Blood transfusion pioneer. Died aged 91.
The path towards John "Jock" Staveley's knighthood for his role as a pioneer in the field of blood transfusion began with five years of war.
Newly married to cellist Elvira Wycherley, he volunteered for active service abroad in World War II and served in Greece, escaping to Crete, then Syria, Egypt, Libya and Italy.
After he recovered from wounds received in an ambush in Greece, he was made malarial control officer with Lieutenant-General Sir Bernard Freyberg's New Zealand division in Syria.
"Most of the initial symptoms of malaria show up in blood manifestations, so I became interested," he said. Severely wounded twice, a prisoner of war twice, he returned with a Military Cross and a determination to work in the fast-developing field of blood transfusion.
"Having seen on such a scale [in field hospitals] what could be achieved by blood transfusion, my interest never wavered," he wrote.
Following post-graduate study in London and Edinburgh, he was appointed pathologist and then haematologist to the Auckland Hospital Board and set about establishing a blood bank run by the board, and laboratories and donor rooms in all the major hospitals.
The next two decades were exciting. The demand for blood and blood products grew dramatically for not only Green Lane Hospital's famous 1960s pioneering of cardiac bypass surgery, but also for orthopaedics, obstetrics and gynaecology. Blood diseases and the mounting road toll contributed to the challenge, as did forensic work.
A mobile blood collection unit was established, the Auckland Blood Transfusion Centre was opened in 1968 and New Zealand's work in transfusion medicine, largely through Sir John, became known and admired in Britain, the United States and Australia.
Research into Maori blood groups was triggered by the possibility that different blood groups might indicate differing places of origin.
With the help of the Maori Affairs Department he traced more than 500 pure-blooded Maori, and compared their blood types with those of a variety of Pacific Islanders.
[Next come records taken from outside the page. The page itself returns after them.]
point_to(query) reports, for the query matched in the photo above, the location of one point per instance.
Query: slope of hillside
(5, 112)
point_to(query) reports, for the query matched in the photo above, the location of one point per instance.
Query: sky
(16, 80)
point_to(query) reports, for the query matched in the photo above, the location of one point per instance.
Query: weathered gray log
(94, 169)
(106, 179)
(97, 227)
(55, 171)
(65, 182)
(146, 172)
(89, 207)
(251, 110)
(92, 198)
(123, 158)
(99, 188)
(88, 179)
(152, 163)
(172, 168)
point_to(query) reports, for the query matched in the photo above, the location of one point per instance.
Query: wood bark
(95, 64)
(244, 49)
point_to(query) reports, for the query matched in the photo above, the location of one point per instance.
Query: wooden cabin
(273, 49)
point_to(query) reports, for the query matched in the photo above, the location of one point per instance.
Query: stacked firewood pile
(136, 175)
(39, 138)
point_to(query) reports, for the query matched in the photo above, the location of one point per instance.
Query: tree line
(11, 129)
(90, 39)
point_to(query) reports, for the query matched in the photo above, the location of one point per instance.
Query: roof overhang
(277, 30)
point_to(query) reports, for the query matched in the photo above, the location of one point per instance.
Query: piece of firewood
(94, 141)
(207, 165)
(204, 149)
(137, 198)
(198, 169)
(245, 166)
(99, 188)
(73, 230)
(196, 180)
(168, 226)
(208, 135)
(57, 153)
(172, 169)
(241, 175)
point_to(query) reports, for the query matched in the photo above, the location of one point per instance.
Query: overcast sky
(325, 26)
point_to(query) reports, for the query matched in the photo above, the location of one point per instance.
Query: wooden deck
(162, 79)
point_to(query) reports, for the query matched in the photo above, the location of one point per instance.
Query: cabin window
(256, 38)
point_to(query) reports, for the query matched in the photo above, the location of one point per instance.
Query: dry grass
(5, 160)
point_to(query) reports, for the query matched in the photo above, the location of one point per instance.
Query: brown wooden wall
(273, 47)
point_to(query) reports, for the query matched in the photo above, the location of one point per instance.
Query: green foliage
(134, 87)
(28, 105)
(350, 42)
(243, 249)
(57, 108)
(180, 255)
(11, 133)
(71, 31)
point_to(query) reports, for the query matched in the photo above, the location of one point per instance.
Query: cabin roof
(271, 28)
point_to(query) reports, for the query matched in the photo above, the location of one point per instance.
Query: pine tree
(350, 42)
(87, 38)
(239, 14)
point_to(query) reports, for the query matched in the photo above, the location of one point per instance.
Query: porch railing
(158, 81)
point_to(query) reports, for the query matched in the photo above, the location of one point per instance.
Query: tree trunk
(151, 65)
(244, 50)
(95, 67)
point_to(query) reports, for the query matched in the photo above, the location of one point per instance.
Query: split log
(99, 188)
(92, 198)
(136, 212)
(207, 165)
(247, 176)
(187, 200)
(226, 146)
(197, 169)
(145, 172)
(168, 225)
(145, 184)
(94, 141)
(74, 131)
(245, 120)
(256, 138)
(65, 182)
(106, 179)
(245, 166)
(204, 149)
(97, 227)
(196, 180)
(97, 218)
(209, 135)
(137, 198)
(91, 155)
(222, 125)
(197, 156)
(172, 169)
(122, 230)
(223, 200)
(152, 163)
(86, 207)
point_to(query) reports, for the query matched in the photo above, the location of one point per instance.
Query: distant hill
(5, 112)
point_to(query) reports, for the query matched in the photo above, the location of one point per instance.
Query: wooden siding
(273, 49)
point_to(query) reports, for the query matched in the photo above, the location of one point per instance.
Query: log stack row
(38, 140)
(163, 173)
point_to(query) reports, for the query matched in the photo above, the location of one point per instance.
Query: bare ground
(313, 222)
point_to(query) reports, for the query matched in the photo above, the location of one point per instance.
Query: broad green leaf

Results were inconclusive, and he concluded that the distribution of blood groups throughout the Pacific was more geographical than racial.
Sir John's high standards and integrity were unquestioned. He recognised that he and the blood service were often seen as backroom boys, and he remained fiercely loyal to his vision, his patients and his staff. He frequently locked horns with the Wellington health bureaucracy and the medical Establishment.
Eye problems followed a small brain haemorrhage in the early 1960s, which permanently slowed his reading and hindered his international activities. It was a cruel, hidden disability for someone famed for his quickness of thought in debate and decision-making.
His movements slowed, especially during his regular walks through Newmarket for more than 30 years on his way to and from work.
Knighted in 1979, having taken early retirement at 62, he served as medical director of the Blood Foundation of New Zealand for 10 years and enjoyed a lengthy retirement in Taupo and Auckland, as patron of the Haemophilia Foundation and the Ngauruhoe Ski Club.
Sir John was born in Hokitika and educated at Timaru Boys' High School. As a a teenager he climbed with some of Southern Alps' best.
But the influence of his early mentor Dr Harry Buchanan swung the decision towards medicine, and in 1938 he graduated from Otago Medical School to become a junior resident medical officer at Auckland Hospital.
Despite an old war knee injury and a dicky ticker, he climbed well into his 70s, studied astronomy, avidly followed politics and composed songs and light music into his 90s.
The devoted grandfather to six and great-grandfather to two was widowed in 1992.
Self-reliant nearly to the end, he died at his Northcote home on May 14, only days after writing to the Haemophilia Foundation congratulating it on the apology and compensation recently won from the Government regarding hepatitis C testing.
As summed up by a former close laboratory colleague, everything he did, he did for others, never himself.
The New Zealand Blood Service, which he envisioned in the 1950s and saw finally established in 1998 with its headquarters in Auckland, is his legacy.